Elle rejette les accusations qu'elle estime généralisantes contre le pays: «Nous avons l’une des législations les plus strictes au monde contre le blanchiment d’argent. »
Selon la centriste, le rapport sera encore discuté au sein de la délégation suisse et de toute façon au sein de la commission compétente du Conseil de l'Europe.
La Suisse est-elle immorale et hypocrite?
En revanche, la conseillère aux États socialiste Franziska Roth est d'un tout autre avis. «Il n'y a guère de pays en Europe qui apporte aussi peu d'aide humanitaire, financière et économique à l'Ukraine que la Suisse».
Elle critique le fait que la Confédération contourne certaines sanctions en autorisant des négociants en matières premières à effectuer des transactions interdites par l’UE depuis Zoug ou Genève: «C’est immoral et hypocrite.»
Lesia Vasylenko a annoncé qu’elle enverrait «une lettre avec des questions» à ses collègues suisses concernant le comportement des autorités. Ce conflit diplomatique est particulièrement délicat alors que le Conseil fédéral cherche à se rapprocher de Kiev dans le cadre de ses bons offices.
Que ce soit avec le plan de cinq milliards pour la reconstruction, les sanctions contre Moscou ou la conférence de Bürgenstock, l’initiative de l'Ukrainienne jette une ombre sur la politique suisse à l’égard de l’Ukraine.
Le chef du groupe PLR Damien Cottier fait également partie de la délégation suisse. Il a longtemps été membre de la commission compétente du Conseil de l'Europe et a soutenu l'Ukraine dans son travail sur les atrocités de la guerre russe. Il ne souhaite pas commenter le rapport provisoire, invoquant le secret de fonction.

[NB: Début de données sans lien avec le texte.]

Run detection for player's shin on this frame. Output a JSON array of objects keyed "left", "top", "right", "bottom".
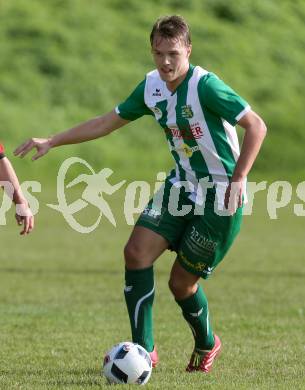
[
  {"left": 124, "top": 267, "right": 155, "bottom": 352},
  {"left": 176, "top": 285, "right": 214, "bottom": 350}
]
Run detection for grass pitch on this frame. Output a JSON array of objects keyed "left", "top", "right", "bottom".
[{"left": 0, "top": 190, "right": 305, "bottom": 390}]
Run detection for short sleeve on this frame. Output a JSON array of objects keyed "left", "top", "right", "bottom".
[
  {"left": 115, "top": 80, "right": 153, "bottom": 121},
  {"left": 0, "top": 144, "right": 5, "bottom": 159},
  {"left": 198, "top": 73, "right": 251, "bottom": 126}
]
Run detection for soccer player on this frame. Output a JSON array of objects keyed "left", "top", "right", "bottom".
[
  {"left": 15, "top": 16, "right": 266, "bottom": 372},
  {"left": 0, "top": 144, "right": 34, "bottom": 235}
]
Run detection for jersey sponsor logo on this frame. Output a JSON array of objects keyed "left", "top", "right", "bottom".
[
  {"left": 153, "top": 88, "right": 162, "bottom": 96},
  {"left": 165, "top": 122, "right": 203, "bottom": 140},
  {"left": 141, "top": 206, "right": 164, "bottom": 226},
  {"left": 170, "top": 144, "right": 200, "bottom": 158},
  {"left": 189, "top": 226, "right": 218, "bottom": 253},
  {"left": 181, "top": 104, "right": 194, "bottom": 119}
]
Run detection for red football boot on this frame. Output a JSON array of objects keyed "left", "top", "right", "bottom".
[
  {"left": 186, "top": 334, "right": 221, "bottom": 372},
  {"left": 149, "top": 346, "right": 159, "bottom": 368}
]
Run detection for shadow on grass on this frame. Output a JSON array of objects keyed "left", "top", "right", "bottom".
[{"left": 0, "top": 367, "right": 104, "bottom": 386}]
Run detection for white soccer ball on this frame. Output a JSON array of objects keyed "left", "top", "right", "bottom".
[{"left": 103, "top": 341, "right": 152, "bottom": 385}]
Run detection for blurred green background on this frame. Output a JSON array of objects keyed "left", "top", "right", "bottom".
[{"left": 0, "top": 0, "right": 305, "bottom": 181}]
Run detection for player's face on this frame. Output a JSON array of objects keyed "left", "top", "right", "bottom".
[{"left": 152, "top": 35, "right": 192, "bottom": 89}]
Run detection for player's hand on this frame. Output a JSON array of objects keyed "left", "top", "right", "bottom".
[
  {"left": 225, "top": 181, "right": 244, "bottom": 214},
  {"left": 15, "top": 203, "right": 34, "bottom": 236},
  {"left": 14, "top": 138, "right": 51, "bottom": 161}
]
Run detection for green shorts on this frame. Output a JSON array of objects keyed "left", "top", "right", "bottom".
[{"left": 136, "top": 181, "right": 242, "bottom": 279}]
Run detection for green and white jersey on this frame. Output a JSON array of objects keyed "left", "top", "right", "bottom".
[{"left": 116, "top": 65, "right": 250, "bottom": 207}]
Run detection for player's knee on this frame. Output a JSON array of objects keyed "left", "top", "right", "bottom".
[
  {"left": 124, "top": 242, "right": 145, "bottom": 268},
  {"left": 168, "top": 277, "right": 196, "bottom": 300}
]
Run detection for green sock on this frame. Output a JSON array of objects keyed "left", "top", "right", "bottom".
[
  {"left": 176, "top": 285, "right": 215, "bottom": 350},
  {"left": 124, "top": 267, "right": 155, "bottom": 352}
]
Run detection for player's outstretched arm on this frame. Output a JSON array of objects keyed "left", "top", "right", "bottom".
[
  {"left": 14, "top": 110, "right": 129, "bottom": 160},
  {"left": 225, "top": 111, "right": 267, "bottom": 208},
  {"left": 0, "top": 157, "right": 34, "bottom": 235}
]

Le Ministère public de la Confédération ne veut pas la rencontrer
Au printemps, la version finale sera renvoyée à la commission du Conseil de l'Europe, selon le PLR. «J'espère qu'elle sera équilibrée». Lors de sa visite, la rapporteuse a rencontré, outre des députés du Conseil de l'Europe, des personnes luttant contre le blanchiment d'argent ainsi que des représentants du Département des affaires étrangères.
Interrogé, le DFAE laisse entendre qu'il ne croit guère aux reproches de Lesia Vasylenko: indépendamment des mesures de contrainte qui ont été prises depuis l'invasion de l'Ukraine par la Russie, la Suisse dispose d'un «dispositif robuste de défense contre les fonds illégaux». Ce dispositif est de plus en plus développé en accord avec les normes internationales.
Le Ministère public de la Confédération a refusé une rencontre proposée par la rapporteuse, car le sujet est de nature politique et non juridique. Néanmoins, l'ambitieuse politicienne a déclaré vouloir suivre de près «les développements juridiques en Suisse».